The Coyote came after the death 5.0L high output, which is when Ford introduced the mod motor family but kept the Mustang as a 4.6L rather than a 5.0L. The Coyote is derived from the modular family and brought back the 5.0L displacement we all know and love in the Mustang.

The Coyote 5.0 was the first Ford eight-cylinder engine to feature twin variable camshaft timing on both the exhaust and the intake, and the aluminum block was webbed rather than reinforced in order to give it additional strength. It also featured entirely new DOHC heads that shared little with the three-valve single overhead camshaft design of the older modular engines that had populated the Mustang’s engine bay.

Upon initial release, the Coyote output 420 hp and 390 lb-ft of torque, which was a massive increase as compared to the 5.0L high output and even the 4.6L 3v modular motor that was used in the Mustang up until then. Throughout the years though, Ford has continued to innovate with the Coyote, bumping power output to 435HP, then 460HP, and finally 480HP in the newest high-performance Mustang variants such as the BULLITT and the Mach 1.

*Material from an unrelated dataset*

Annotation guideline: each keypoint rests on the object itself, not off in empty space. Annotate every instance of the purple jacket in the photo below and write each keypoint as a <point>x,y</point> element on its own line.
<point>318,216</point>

In terms of special variants, there’s the Boss 302 Roadrunner engine, the Voodoo 5.2L flat-plane crank engine, and the supercharged Predator engine. Simply put, the Coyote is an incredible base engine that Ford did an amazing job squeezing performance out of. Sure, you can definitely get more power out of a Coyote with the right parts and tuning, but for the most part, Ford did a great job cranking the Coyote close to its limits in naturally aspirated form.